Accanto al gruppo di mercenari troviamo una famiglia coinvolta casualmente nell’avventura: un padre con le due figlie e il fidanzato di una di loro, scampati all’attacco del Mosasauro. La loro presenza riporta alla memoria la struttura narrativa del primo Jurassic Park: l’alternarsi di momenti di tensione pura con altri di autentica meraviglia. La convivenza di paura e fascinazione nei confronti dei dinosauri – carnivori e non – è uno degli elementi più riusciti del film.
E poi c’è il D-Rex, l’ibrido mutante che evoca gli Xenomorfi di Alien, minaccia finale e simbolo del lato più oscuro e incontrollabile della manipolazione genetica. Anche in questo, il film si dimostra più consapevole dei suoi riferimenti e dei suoi temi, senza cadere nella trappola dell’autocelebrazione.
La Rinascita non rinuncia ai classici ingredienti del genere: un antagonista spietato, una missione disperata, sacrifici dolorosi, inseguimenti mozzafiato e creature spettacolari. Ma lo fa con misura, e soprattutto con una chiara visione. Non è solo un film di mostri, ma una riflessione – neanche troppo velata – su etica, capitalismo, ambientalismo e la nostra capacità di dimenticare ciò che un tempo ci affascinava.
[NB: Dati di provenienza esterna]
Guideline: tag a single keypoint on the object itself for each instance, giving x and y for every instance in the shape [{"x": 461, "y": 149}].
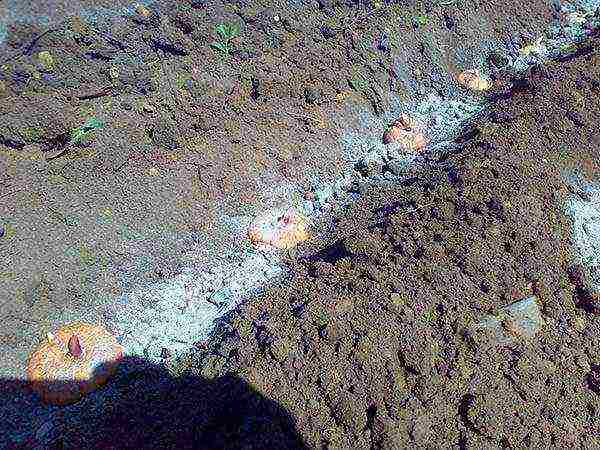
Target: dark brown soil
[
  {"x": 369, "y": 342},
  {"x": 367, "y": 345}
]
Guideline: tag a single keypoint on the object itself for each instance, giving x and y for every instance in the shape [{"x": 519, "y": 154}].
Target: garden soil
[{"x": 367, "y": 343}]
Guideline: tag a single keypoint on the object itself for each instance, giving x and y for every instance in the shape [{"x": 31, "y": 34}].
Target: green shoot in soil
[
  {"x": 80, "y": 134},
  {"x": 226, "y": 32}
]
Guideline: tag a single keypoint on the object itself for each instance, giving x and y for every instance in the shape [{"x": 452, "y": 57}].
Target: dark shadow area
[{"x": 147, "y": 408}]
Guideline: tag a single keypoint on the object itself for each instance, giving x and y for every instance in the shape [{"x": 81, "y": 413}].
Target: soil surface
[
  {"x": 371, "y": 343},
  {"x": 451, "y": 309}
]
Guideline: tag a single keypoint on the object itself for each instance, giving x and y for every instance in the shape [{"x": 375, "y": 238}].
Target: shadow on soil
[{"x": 149, "y": 409}]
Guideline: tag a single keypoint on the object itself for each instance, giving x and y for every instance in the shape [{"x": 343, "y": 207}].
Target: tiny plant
[
  {"x": 227, "y": 32},
  {"x": 80, "y": 134},
  {"x": 421, "y": 20}
]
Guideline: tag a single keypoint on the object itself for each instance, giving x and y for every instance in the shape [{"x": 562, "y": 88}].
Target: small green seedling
[
  {"x": 421, "y": 20},
  {"x": 226, "y": 32},
  {"x": 80, "y": 134}
]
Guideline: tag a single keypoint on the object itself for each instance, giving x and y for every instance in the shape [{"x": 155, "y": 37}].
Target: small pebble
[
  {"x": 384, "y": 43},
  {"x": 310, "y": 95},
  {"x": 327, "y": 32}
]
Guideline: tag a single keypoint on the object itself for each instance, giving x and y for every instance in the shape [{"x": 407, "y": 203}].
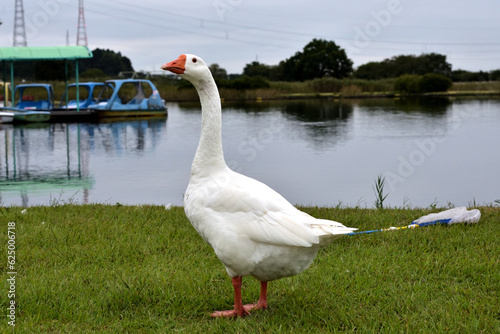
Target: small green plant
[{"x": 379, "y": 192}]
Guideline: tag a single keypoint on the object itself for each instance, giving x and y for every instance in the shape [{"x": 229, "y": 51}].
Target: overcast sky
[{"x": 233, "y": 33}]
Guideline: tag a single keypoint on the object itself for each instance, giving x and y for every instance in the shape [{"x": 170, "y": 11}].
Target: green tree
[
  {"x": 218, "y": 72},
  {"x": 318, "y": 59},
  {"x": 108, "y": 61},
  {"x": 405, "y": 64}
]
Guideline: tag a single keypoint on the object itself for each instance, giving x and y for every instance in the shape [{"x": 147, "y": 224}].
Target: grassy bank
[
  {"x": 143, "y": 269},
  {"x": 318, "y": 88}
]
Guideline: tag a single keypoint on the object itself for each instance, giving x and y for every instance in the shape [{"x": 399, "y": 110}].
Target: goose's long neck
[{"x": 209, "y": 155}]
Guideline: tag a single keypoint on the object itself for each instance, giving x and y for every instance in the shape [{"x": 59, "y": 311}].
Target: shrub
[
  {"x": 432, "y": 82},
  {"x": 408, "y": 84},
  {"x": 415, "y": 84}
]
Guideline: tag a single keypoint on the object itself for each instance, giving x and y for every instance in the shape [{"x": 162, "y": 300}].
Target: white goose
[{"x": 252, "y": 229}]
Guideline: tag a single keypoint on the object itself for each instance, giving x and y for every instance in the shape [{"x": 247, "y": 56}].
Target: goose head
[{"x": 189, "y": 67}]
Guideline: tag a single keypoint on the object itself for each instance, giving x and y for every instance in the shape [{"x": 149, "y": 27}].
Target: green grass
[{"x": 143, "y": 269}]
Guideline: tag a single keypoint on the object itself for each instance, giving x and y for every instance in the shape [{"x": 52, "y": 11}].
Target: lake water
[{"x": 313, "y": 152}]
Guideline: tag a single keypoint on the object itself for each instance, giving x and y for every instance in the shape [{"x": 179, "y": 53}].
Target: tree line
[
  {"x": 321, "y": 58},
  {"x": 318, "y": 59}
]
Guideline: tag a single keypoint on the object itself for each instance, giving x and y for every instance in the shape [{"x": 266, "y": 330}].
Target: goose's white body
[{"x": 252, "y": 229}]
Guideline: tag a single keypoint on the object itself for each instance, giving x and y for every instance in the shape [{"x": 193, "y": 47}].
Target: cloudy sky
[{"x": 233, "y": 33}]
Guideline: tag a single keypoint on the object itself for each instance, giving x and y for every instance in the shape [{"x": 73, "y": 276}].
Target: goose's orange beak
[{"x": 176, "y": 66}]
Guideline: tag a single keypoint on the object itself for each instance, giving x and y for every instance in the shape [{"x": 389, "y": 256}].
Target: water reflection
[
  {"x": 313, "y": 152},
  {"x": 54, "y": 159}
]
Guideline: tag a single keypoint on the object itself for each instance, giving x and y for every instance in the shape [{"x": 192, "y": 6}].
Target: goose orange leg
[{"x": 241, "y": 310}]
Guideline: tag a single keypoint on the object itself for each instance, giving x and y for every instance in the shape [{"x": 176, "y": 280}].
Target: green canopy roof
[{"x": 45, "y": 53}]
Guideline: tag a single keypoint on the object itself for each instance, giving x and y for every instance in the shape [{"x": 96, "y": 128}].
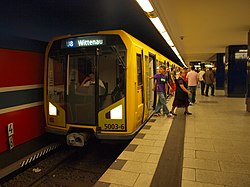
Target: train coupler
[{"x": 77, "y": 139}]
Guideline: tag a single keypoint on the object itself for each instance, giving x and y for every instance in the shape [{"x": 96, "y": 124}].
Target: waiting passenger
[
  {"x": 209, "y": 80},
  {"x": 181, "y": 95},
  {"x": 161, "y": 82}
]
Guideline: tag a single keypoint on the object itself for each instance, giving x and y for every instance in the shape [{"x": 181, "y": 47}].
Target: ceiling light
[
  {"x": 158, "y": 24},
  {"x": 145, "y": 5}
]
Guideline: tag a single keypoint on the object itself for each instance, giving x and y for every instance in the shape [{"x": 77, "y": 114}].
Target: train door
[
  {"x": 150, "y": 71},
  {"x": 153, "y": 94},
  {"x": 81, "y": 88},
  {"x": 140, "y": 98}
]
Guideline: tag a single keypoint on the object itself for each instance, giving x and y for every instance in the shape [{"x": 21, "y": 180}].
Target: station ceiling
[{"x": 199, "y": 29}]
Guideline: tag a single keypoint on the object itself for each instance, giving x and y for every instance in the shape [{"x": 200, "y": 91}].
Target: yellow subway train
[{"x": 98, "y": 83}]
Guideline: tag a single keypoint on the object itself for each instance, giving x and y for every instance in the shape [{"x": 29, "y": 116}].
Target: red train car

Edwards riesce nel difficile compito di intrattenere senza banalizzare, di emozionare senza forzature, e di farci tornare bambini senza infantilizzare lo spettatore. La pellicola gira in pellicola (letteralmente) e si vede: i dinosauri, mostrati in piena luce, sono nuovamente creature vive e imponenti, non meri oggetti digitali da sfondo. La colonna sonora di John Williams, inserita con discrezione ma efficacia, è la ciliegina nostalgica che non stona mai.
In un panorama cinematografico saturo di reboot, sequel e universi condivisi, Jurassic World: La Rinascita si distingue per la sua capacità di rileggere un mito senza tradirlo. È un’avventura classica, emozionante, divertente e persino poetica, che potrebbe rappresentare tanto una conclusione degna quanto un nuovo inizio. E anche se l’effetto sorpresa non è più quello del 1993, l’emozione di vedere un Brachiosauro camminare sotto il sole resta intatta.